Class: DimensionCollapseBlockV1

Source: inference.core.workflows.core_steps.fusion.dimension_collapse.v1.DimensionCollapseBlockV1

Flatten nested batch data by reducing dimensionality from level n to level n-1, aggregating nested lists into a single flat list to enable data aggregation, batch flattening, and dimensionality reduction workflows where nested batch outputs (such as classification or OCR results from dynamically cropped images) need to be collapsed into a single-level batch for downstream processing.

How This Block Works

This block collapses the dimensionality of batch data by flattening nested lists one level. The block:

  1. Receives batch data at dimensionality level n (nested batch structure)
  2. Flattens the nested structure:
  3. Takes all elements from the nested batch structure
  4. Concatenates them into a single flat list
  5. Removes one level of nesting from the data structure
  6. Reduces dimensionality:
  7. Input data at level n (e.g., list of lists)
  8. Output data at level n-1 (e.g., single list)
  9. Maintains all data elements, just removes the nested structure
  10. Returns flattened output:
  11. Outputs a single list containing all elements from the nested input
  12. Elements are preserved in order (flattened sequentially)
  13. Output dimensionality is one level lower than input

This block is particularly useful when working with dynamically cropped images or other operations that create nested batch structures. For example, when you crop multiple objects from each image, you get a nested batch (level 2): a list where each element is itself a list of crops.

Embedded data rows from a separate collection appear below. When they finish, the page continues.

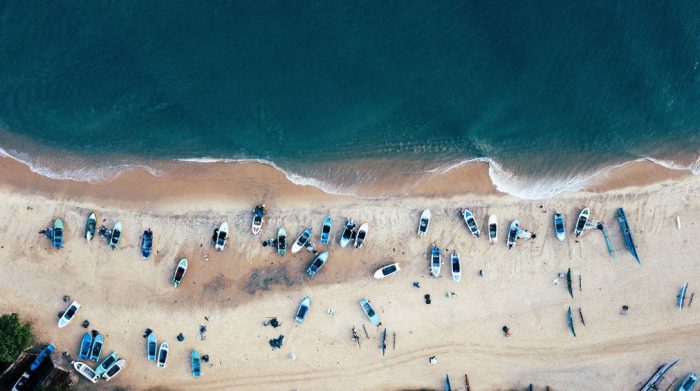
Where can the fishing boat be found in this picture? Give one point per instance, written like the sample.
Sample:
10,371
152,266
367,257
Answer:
513,233
361,235
624,226
435,263
317,264
196,364
424,223
559,228
302,310
470,220
179,272
90,226
301,241
581,222
386,271
85,345
456,267
326,230
347,235
68,314
370,312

Classification results for those crops also form a nested batch. The Dimension Collapse block flattens this nested structure into a single-level batch (level 1), allowing you to work with all results together.

Common Use Cases

  • Aggregating Classification Results: Aggregate classification results from dynamically cropped images into a single list (e.g., classify crops from images then aggregate all results, collect classification results from multiple crops, flatten nested classification outputs), enabling classification aggregation workflows
  • Aggregating OCR Results: Aggregate OCR results from dynamically cropped text regions into a single list (e.g., OCR crops from images then aggregate all text results, collect OCR results from multiple crops, flatten nested OCR outputs), enabling OCR aggregation workflows
  • Batch Flattening: Flatten nested batch structures for downstream processing (e.g., flatten nested batches for analysis, reduce batch dimensionality for storage, collapse nested structures for filtering), enabling batch flattening workflows
  • Data Aggregation: Aggregate results from nested batch operations into flat lists (e.g., aggregate results from nested operations, collect outputs from nested batches, flatten nested operation results), enabling data aggregation workflows
  • Dimensionality Reduction: Reduce batch dimensionality to match requirements of downstream blocks (e.g., reduce dimensionality for blocks requiring level 1 inputs, flatten nested batches for compatibility, adjust dimensionality for workflow connections), enabling dimensionality adjustment workflows
  • Result Collection: Collect and flatten results from nested processing operations (e.g., collect nested processing results, flatten operation outputs, aggregate nested operation data), enabling result collection workflows

Connecting to Other Blocks

This block receives nested batch data and produces flattened batch data:

  • After blocks that create nested batches (crop blocks, classification on crops, OCR on crops) to flatten nested results (e.g., crop then classify then flatten, OCR crops then flatten, process nested batches then collapse), enabling nested-to-flat workflows
  • Before blocks requiring single-level batches to provide flattened data (e.g., flatten before filtering, collapse before storage, aggregate before analysis), enabling flat-to-processing workflows
  • Before data storage blocks to store aggregated flattened results (e.g., store aggregated classifications, save flattened OCR results, log collapsed batch data), enabling aggregation-to-storage workflows
  • Before analytics blocks to analyze aggregated results (e.g., analyze aggregated classifications, perform analytics on flattened data, process collapsed batches), enabling aggregation-to-analytics workflows
  • Before filtering blocks to filter flattened aggregated data (e.g., filter aggregated results, apply filters to collapsed batches, process flattened data), enabling aggregation-to-filter workflows
  • In workflow outputs to provide aggregated flattened results as final output (e.g., aggregated classification outputs, flattened OCR outputs, collapsed batch outputs), enabling aggregation output workflows

Requirements

This block requires batch data at dimensionality level n (nested batch structure). The block automatically handles batch casting for the input parameter. The block reduces output dimensionality by 1 level (from level n to level n-1). All elements from the nested structure are preserved and flattened into a single list. The block works with any data type - it simply flattens the nested list structure without modifying individual elements. The output is a single-level batch containing all elements from the nested input, ordered sequentially as they appear in the nested structure.

Type identifier

Use the following identifier in step "type" field: roboflow_core/dimension_collapse@v1to add the block as as step in your workflow.

Properties

Name Type Description Refs
name str Enter a unique identifier for this step..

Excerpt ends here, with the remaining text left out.